On a smaller scale, millions of workers find themselves in similar situations.
"Companies place most of their value on the future of their organization and not on the individuals who may have gotten them there," said Koppelman.
"It is my experience that loyalty both from an employer and employee standpoint is something that is not as prevalent as it was five or 10 years ago," the job recruiter added. "We are almost in a climate where it is understood that people are there for a certain period of time, and therefore there is an understanding that there will be an end in that relationship."
The end for Manning and the Colts mirrors many workplace situations where youth is chosen over experience. As they did in 1998, the Colts again hold the first overall pick in the draft, which will allow them to replace Manning with a highly touted quarterback prospect. Many other businesses in recent years have traded proven workers for new employees with little or no experience.
While these new employees, like Manning's successor, may come with new skills as well as a smaller pay requirement, that does not guarantee success. Businesses, however, seem willing to take the chance.
"In the corporate world it is not personal, it's business," said Koppelman. "We are in a society where people are expected to stay at an organization between three and five years. It is almost a transient existence. There is an expectation that in order to advance you will leave."

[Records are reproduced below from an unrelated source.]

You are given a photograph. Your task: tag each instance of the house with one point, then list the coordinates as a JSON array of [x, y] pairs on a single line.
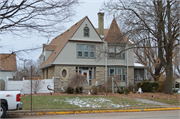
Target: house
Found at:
[[77, 49], [8, 68]]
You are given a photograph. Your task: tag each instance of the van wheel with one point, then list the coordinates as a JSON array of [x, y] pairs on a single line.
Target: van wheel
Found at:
[[2, 111]]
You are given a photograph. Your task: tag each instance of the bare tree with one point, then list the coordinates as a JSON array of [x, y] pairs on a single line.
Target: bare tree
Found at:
[[25, 70], [44, 16], [176, 62], [158, 21]]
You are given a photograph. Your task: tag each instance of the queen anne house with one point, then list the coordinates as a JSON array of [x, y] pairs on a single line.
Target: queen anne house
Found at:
[[77, 49]]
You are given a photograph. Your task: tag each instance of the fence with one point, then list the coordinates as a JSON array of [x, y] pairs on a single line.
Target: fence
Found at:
[[25, 86]]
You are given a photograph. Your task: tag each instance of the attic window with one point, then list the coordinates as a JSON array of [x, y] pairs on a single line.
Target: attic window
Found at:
[[86, 31]]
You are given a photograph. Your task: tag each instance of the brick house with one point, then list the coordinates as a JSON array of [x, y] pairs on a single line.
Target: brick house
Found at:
[[77, 49]]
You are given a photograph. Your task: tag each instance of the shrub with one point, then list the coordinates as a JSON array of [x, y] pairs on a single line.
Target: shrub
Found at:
[[77, 90], [155, 85], [161, 86], [126, 91], [70, 90], [120, 90], [147, 86], [94, 90], [134, 92]]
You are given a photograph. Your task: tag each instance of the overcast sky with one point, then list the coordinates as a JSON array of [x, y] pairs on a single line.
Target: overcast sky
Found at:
[[11, 43]]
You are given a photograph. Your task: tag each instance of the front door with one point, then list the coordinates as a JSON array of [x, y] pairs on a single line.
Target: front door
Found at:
[[86, 74]]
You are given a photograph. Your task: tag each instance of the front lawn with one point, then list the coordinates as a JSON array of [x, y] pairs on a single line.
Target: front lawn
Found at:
[[68, 102]]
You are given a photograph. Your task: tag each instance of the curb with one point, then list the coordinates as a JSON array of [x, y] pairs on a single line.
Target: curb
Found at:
[[88, 112], [107, 111]]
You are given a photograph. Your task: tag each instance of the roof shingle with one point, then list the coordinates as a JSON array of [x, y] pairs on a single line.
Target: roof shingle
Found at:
[[8, 62], [60, 41]]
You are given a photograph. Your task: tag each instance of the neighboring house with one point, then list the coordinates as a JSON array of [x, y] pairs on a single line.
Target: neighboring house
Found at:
[[77, 49], [8, 67]]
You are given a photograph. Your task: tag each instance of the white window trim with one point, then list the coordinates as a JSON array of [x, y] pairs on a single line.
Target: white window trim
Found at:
[[110, 69]]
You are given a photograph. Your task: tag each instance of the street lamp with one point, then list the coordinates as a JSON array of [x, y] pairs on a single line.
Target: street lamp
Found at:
[[24, 60]]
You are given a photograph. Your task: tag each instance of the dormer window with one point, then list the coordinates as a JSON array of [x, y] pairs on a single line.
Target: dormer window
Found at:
[[86, 31]]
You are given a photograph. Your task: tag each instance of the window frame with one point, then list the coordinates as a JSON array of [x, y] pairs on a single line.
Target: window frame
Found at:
[[122, 55], [79, 51], [89, 51], [86, 31], [120, 73], [114, 71], [123, 74]]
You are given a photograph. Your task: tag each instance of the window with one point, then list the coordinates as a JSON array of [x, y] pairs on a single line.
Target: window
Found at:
[[124, 76], [94, 72], [91, 51], [123, 53], [111, 52], [119, 73], [79, 50], [64, 73], [111, 72], [138, 75], [118, 50], [86, 51], [86, 31], [114, 52]]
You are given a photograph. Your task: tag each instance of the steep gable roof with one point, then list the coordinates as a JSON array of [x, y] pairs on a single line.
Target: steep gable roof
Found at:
[[114, 34], [8, 62], [60, 41], [105, 31]]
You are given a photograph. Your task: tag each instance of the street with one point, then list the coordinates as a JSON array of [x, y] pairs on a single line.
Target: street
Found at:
[[174, 114]]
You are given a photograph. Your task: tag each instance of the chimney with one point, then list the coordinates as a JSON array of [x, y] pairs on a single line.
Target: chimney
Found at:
[[101, 23], [44, 45]]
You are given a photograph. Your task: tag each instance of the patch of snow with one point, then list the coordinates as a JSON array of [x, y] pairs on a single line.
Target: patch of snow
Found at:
[[138, 65], [92, 103]]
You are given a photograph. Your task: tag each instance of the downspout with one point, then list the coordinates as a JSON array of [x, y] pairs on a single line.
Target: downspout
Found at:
[[127, 81], [106, 64]]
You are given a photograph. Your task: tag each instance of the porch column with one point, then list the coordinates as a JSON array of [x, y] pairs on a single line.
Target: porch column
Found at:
[[92, 72]]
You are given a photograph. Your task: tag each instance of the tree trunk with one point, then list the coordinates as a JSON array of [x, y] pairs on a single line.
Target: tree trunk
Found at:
[[168, 83]]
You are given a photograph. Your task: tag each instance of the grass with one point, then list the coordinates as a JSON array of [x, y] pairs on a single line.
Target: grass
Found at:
[[167, 100], [79, 102]]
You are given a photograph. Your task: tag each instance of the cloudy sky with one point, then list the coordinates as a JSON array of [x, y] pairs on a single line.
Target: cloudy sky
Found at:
[[12, 43]]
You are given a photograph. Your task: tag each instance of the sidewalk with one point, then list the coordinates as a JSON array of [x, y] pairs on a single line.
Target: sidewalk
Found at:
[[55, 111], [153, 102]]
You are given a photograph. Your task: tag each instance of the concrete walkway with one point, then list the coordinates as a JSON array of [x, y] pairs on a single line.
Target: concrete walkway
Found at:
[[49, 112]]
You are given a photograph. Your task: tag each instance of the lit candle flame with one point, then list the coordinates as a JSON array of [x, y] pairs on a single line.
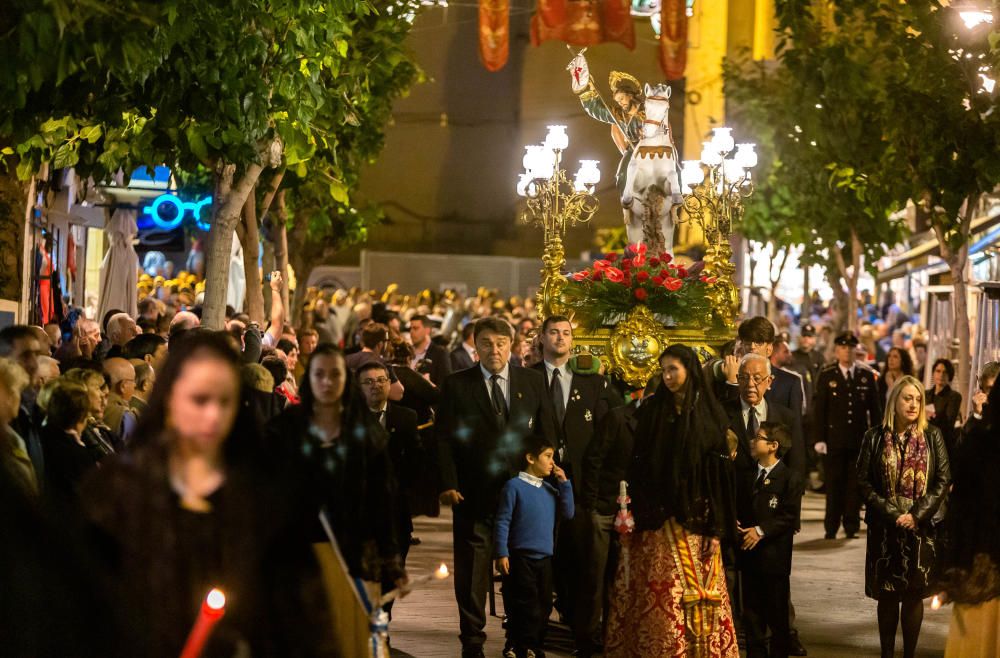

"When an employer is making a decision to move on, I would hope they do it in a dignified way. Frankly, as a person in the recruiting business, that is more often than not the case."
Mary Gentile, author of "Giving Voice To Values: How To Speak Your Mind When You Know What's Right" (Yale University Press, 2010), said: "If it is clear that the organization does, indeed, have the right to take this action, then the question becomes: Do they act [to] satisfy their responsibilities to the organization as well as to the employee they are dismissing?"
In the case of Manning, who now is free to sign with any other team, "we are not talking about someone who is making minimal wage and just getting by paycheck to paycheck," Gentile said. "But on the other hand, his future is somewhat uncertain given his injuries, and the general categories for consideration are still relevant."